# grand



## dfox (Jul 15, 2004)

in my opinion the grand was in near perfect condition today (tuesday) turning green from brown... gages indicate around 500. any opinions? the abundance of fish also help with my overall opinion. everyone was catching fish. Got fish on jig/maggot, and almost had a rod ripped out of my hands on small blue/silver cleo.
good day even with the wind


----------



## bwarrenuk (Jan 4, 2015)

I like her up in the 900 range. But everyone has there number. None the less I'll be there tommorow morning.


----------



## Jim B (May 29, 2016)

I like the grand at 500 cfs or less. Seems I get more action in that range. Got this one yesterday . Right at 6# about 28". Had my scale, but no tape. Came on orange and gold cleo. My buddy did good with shrimp. 
Only down side were the boats. I fish from shore and it seems some boaters like to run right in front of me. In my casting range. River's wide so why not cruise far bank and give us shore fishermen some room? Just my pet peeve.


----------



## mountainbikingrn (Mar 24, 2010)

If the boats were trolling the far bank in that location is full of submerged trees. You can see a few near shore, but their are far more hiding underwater! I agree that everyone needs to share the water though, their are many areas to troll in that stretch where guys can't get to from the bank.


----------



## glasseyes (Jan 28, 2012)

Jim B said:


> I like the grand at 500 cfs or less. Seems I get more action in that range. Got this one yesterday . Right at 6# about 28". Had my scale, but no tape. Came on orange and gold cleo. My buddy did good with shrimp.
> Only down side were the boats. I fish from shore and it seems some boaters like to run right in front of me. In my casting range. River's wide so why not cruise far bank and give us shore fishermen some room? Just my pet peeve.

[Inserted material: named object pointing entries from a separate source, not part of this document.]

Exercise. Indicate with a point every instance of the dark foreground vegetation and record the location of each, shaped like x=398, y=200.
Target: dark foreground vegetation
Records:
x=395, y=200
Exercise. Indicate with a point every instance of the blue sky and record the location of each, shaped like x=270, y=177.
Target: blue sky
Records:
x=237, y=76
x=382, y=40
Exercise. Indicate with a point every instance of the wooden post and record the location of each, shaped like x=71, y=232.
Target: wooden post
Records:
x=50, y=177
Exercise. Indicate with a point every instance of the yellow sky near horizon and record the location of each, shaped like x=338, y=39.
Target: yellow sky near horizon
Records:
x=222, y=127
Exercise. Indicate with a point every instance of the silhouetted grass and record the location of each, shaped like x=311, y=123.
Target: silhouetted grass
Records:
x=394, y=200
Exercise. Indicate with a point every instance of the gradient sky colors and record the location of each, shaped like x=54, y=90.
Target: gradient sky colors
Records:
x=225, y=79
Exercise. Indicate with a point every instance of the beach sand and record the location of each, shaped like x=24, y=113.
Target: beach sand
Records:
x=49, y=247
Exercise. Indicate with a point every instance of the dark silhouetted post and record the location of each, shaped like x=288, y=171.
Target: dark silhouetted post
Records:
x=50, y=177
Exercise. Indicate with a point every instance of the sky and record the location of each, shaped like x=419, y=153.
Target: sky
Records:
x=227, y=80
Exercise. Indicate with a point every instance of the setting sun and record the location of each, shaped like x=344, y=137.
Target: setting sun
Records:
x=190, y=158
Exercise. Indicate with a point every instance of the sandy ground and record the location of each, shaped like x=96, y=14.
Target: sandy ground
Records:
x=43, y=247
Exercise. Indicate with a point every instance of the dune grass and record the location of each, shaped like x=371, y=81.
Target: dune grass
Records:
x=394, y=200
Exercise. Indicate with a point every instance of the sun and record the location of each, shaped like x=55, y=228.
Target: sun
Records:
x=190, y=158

i have never fished the river but i do know from only a couple trips to the harbor , boats ran so close to the bank i was fishing i had to reel in my float. i look at them as they pass and they just acted like you werent there, what gives with that ? they have the whole harbor and lake and have to run thirty feet in front of you.


----------



## ChromeCollector (Sep 12, 2014)

In maumee during the walleye run when boats get too close to the shore fishermen (Anchoring over top of a hole 30 feet from shore, when the river is 1/4 mile wide....) there are a few guys Ive seen that hookup 2oz lead weights to saltwater rods and start chucking them at the boats as a hint to get the **** out. 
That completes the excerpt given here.